Here is a lesson in how life goes on without me: A few days away from my favorite morning writing spot and they rearrange the furniture. This morning, my coveted table in the corner was replaced with a napkin station. I’d come a tad out of my way to be there. I’ve realized that, with my schedule at my new job a bit more flexible than expected, I can just wake up a little earlier and walk a few extra minutes to the subway, and I can keep my beloved morning writing spot intact. Though I do wish they’d kept the table for me…
Some people have asked me how my new job is. To those who are wondering: This isn’t the place to go into detail, and my inability to send proper emails makes it worse, but I will say I’m happy about my choice. I love so many of the books I was assigned; they are the exact kind of books I was secretly hoping to work on. The people all seem so smart, so talented. (I am trying not to be too intimidated.) The organizational system there excites me to no end, though it’s something to get used to, and quickly. Everything is called by a different name than I’m used to. I can’t find anyone (though today I started surreptitiously writing down office numbers). All I am left with is the solid knowledge that I must step up my game. I must be good, to make it there. I will be working very hard to prove I deserve to be there. Wish me luck.

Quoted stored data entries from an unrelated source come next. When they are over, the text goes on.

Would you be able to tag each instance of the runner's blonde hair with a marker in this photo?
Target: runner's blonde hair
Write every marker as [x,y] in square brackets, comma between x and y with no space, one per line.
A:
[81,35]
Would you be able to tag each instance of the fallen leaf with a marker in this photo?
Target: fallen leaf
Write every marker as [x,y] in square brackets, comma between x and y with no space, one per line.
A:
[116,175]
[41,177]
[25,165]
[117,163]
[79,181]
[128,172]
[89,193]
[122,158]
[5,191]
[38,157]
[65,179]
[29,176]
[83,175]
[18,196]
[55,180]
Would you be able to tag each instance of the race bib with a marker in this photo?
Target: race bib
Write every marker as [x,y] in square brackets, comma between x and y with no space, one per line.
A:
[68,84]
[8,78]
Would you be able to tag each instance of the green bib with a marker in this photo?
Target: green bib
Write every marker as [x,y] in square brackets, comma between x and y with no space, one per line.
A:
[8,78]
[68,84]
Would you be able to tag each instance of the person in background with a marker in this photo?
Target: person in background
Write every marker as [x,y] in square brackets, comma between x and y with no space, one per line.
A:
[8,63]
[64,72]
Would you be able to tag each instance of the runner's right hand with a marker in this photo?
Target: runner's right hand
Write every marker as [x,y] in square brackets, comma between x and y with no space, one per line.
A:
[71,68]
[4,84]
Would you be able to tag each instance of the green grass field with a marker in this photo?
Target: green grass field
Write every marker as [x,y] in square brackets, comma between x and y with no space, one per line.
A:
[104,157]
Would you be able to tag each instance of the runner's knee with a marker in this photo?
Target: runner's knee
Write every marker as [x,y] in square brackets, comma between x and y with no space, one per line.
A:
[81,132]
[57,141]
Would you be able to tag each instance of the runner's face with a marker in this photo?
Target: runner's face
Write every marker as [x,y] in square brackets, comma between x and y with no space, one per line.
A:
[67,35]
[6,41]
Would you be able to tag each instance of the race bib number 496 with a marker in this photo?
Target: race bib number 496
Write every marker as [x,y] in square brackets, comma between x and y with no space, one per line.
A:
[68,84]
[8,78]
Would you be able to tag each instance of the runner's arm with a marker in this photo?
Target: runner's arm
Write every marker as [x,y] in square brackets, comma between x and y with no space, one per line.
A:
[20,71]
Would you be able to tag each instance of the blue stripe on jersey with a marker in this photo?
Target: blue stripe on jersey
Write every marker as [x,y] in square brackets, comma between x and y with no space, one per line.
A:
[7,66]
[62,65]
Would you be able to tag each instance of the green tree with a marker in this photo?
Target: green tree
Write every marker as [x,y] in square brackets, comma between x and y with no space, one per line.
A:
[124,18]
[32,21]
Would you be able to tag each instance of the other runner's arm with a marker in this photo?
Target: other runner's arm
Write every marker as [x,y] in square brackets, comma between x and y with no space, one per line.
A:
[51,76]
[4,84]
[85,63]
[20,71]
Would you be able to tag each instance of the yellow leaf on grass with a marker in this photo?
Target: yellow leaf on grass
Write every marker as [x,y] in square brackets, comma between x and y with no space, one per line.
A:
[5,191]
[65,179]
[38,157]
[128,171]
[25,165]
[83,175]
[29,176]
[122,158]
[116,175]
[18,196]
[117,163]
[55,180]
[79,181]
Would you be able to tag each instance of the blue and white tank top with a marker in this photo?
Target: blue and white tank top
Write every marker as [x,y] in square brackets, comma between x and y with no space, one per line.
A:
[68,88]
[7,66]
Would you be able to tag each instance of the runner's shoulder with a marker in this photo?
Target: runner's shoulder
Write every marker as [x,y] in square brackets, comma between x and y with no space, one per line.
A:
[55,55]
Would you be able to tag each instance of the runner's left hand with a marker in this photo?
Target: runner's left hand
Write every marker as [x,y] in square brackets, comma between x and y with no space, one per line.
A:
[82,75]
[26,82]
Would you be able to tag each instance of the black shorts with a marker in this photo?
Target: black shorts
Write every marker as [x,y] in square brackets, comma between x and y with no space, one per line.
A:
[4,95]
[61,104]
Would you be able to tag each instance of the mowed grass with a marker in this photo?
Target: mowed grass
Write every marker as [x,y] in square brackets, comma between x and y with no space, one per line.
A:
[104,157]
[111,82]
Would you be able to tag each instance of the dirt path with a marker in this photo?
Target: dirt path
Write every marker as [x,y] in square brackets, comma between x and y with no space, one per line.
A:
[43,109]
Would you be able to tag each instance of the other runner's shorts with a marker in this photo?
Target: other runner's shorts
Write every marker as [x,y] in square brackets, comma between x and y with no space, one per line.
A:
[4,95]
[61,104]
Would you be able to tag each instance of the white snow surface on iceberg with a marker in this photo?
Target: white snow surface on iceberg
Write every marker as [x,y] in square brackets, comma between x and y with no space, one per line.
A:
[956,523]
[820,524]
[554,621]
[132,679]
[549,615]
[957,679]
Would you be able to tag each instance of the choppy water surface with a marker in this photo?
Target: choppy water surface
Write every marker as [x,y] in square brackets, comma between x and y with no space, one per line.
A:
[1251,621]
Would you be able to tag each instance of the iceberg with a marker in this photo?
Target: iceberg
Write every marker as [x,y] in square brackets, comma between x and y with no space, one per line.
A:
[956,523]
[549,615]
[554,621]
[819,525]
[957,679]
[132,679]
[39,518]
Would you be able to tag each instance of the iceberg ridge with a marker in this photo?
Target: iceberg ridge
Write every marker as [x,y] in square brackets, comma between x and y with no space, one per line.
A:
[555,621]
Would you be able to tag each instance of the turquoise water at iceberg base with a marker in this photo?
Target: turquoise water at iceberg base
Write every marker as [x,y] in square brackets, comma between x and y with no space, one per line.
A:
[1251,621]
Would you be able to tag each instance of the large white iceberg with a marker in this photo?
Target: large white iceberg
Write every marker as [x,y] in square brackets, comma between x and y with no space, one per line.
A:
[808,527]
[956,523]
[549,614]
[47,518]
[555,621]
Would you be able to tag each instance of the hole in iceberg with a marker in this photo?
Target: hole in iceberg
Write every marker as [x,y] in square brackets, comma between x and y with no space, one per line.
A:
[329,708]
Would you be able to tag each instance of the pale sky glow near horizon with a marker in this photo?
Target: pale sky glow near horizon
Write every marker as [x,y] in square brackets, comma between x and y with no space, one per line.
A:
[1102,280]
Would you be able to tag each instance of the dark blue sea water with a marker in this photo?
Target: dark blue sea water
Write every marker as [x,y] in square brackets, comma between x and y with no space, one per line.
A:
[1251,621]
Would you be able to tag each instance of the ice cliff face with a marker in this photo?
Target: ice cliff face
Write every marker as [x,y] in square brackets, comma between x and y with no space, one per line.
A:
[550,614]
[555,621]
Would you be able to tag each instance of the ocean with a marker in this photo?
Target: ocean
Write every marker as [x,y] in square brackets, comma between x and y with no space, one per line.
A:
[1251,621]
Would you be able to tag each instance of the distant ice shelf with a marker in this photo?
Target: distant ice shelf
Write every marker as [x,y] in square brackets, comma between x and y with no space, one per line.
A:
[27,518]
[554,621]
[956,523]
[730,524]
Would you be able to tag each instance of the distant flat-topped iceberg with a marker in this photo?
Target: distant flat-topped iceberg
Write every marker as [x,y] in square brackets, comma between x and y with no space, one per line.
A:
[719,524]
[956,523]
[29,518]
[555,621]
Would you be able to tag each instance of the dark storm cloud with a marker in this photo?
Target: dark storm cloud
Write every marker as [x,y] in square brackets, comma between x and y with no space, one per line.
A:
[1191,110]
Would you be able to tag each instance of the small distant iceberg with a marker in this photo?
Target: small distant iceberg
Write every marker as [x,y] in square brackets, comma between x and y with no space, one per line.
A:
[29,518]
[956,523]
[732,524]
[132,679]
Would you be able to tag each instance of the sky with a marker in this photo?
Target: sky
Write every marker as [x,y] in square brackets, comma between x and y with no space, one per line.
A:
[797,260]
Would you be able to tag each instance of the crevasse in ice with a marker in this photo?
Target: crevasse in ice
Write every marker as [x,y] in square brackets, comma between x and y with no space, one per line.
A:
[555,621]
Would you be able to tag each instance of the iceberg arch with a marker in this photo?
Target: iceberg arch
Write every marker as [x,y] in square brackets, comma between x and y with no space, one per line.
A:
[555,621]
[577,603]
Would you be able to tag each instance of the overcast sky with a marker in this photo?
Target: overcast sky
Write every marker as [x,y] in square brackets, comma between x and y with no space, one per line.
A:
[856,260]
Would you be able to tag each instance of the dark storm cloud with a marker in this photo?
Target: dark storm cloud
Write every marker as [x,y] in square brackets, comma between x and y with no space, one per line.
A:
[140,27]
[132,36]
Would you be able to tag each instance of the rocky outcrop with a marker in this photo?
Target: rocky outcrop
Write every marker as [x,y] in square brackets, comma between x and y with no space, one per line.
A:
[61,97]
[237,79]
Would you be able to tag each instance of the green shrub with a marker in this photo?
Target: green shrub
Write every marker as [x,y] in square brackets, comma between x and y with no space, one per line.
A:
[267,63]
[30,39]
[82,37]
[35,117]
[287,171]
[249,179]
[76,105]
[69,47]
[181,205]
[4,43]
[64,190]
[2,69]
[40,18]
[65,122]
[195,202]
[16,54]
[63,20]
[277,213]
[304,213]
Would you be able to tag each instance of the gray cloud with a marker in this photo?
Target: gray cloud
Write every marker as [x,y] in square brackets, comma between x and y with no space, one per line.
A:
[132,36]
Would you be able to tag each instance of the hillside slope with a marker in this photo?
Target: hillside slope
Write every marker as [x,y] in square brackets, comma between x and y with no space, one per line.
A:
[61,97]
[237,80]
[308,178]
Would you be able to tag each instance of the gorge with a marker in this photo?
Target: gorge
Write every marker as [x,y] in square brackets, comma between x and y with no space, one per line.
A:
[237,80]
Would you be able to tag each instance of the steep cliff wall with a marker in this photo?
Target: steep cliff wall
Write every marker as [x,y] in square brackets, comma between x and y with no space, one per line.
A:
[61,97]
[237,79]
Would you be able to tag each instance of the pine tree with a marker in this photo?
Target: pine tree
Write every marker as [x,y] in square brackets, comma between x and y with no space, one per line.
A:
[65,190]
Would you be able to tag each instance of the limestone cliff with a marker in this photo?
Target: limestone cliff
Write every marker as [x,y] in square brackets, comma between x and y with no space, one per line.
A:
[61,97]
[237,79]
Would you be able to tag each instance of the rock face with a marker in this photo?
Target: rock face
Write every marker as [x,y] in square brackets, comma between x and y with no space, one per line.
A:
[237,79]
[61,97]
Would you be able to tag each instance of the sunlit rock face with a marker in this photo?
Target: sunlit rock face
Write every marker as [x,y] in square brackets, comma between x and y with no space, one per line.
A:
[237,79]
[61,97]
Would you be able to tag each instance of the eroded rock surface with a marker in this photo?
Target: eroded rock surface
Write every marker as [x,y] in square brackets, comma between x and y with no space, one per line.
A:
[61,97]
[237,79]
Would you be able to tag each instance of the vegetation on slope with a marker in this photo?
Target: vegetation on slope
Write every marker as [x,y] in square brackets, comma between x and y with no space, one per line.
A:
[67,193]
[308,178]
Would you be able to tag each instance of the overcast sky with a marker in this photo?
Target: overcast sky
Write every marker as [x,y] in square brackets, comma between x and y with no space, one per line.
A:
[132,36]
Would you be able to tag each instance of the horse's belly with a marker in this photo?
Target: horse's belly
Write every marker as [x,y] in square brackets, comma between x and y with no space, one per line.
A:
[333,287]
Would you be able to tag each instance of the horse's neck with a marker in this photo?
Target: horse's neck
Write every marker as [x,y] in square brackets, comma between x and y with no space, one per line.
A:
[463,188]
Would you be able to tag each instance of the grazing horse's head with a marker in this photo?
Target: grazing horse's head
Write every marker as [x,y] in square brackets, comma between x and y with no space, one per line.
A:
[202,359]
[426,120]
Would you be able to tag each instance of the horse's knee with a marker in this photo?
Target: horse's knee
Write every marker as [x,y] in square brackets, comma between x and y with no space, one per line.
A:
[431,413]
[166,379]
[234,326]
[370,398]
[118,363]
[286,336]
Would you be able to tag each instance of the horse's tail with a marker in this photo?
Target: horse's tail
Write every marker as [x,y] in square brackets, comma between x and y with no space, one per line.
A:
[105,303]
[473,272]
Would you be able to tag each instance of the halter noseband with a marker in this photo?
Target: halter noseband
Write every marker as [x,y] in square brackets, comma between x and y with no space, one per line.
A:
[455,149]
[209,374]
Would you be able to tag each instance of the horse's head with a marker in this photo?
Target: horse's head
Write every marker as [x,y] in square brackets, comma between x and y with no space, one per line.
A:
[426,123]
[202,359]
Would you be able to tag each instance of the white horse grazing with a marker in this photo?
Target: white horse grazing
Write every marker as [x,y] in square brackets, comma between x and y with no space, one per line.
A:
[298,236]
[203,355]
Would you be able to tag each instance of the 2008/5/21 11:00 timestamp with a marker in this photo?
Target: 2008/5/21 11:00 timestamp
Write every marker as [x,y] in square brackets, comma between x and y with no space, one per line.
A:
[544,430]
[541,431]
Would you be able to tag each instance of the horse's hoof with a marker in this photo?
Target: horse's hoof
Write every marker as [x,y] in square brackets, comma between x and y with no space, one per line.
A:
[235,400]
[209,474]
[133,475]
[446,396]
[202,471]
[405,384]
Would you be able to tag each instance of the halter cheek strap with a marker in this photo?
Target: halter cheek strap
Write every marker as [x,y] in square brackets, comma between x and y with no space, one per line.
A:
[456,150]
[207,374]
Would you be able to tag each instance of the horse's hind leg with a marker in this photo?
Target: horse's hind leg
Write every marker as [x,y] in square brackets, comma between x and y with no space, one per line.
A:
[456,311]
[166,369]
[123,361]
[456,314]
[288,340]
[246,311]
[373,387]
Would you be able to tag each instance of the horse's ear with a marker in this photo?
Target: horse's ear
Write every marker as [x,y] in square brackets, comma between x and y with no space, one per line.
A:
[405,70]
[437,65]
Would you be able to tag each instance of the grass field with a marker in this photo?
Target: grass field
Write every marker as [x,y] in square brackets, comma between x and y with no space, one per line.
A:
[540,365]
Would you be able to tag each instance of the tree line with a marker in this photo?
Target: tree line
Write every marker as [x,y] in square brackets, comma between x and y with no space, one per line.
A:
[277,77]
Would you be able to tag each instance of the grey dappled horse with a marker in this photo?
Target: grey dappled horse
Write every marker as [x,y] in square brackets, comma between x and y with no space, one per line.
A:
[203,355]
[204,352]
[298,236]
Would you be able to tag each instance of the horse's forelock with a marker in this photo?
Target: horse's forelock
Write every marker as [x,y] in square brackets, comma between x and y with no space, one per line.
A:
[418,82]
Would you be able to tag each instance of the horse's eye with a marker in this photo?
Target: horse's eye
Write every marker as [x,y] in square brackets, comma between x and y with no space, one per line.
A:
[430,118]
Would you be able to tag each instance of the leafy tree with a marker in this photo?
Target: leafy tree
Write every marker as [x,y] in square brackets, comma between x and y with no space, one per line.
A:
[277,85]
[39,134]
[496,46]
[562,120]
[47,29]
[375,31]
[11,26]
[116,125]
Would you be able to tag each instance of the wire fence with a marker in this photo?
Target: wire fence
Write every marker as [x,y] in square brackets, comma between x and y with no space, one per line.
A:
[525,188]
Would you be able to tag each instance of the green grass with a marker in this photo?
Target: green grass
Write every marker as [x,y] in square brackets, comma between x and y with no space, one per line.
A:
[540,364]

To those who don’t find it relevant: Don’t worry, I don’t want to keep talking about work—this space was never meant to be about my day job in publishing, but about my writing, and all the various struggles involved with that. I’m not sure which is more (or less) exciting, except where else can I whine about my new rejections (though none since the last one), and tell you that I’ve been working on revising this story for weeks on end and there’s still something jumpy about it, maybe it’s my transitions, and what do you do when your story gets really good around page 10 but you’re not so sure about the first nine pages? Do you cut them out entirely? Then how does your story make sense? Do you reimagine? Do you edit to death? Do you cry? I don’t have a writers group or a workshop to show this thing to, so I have no worldly idea. That’s why I’m telling you.
This weekend I hope to get a handle on it.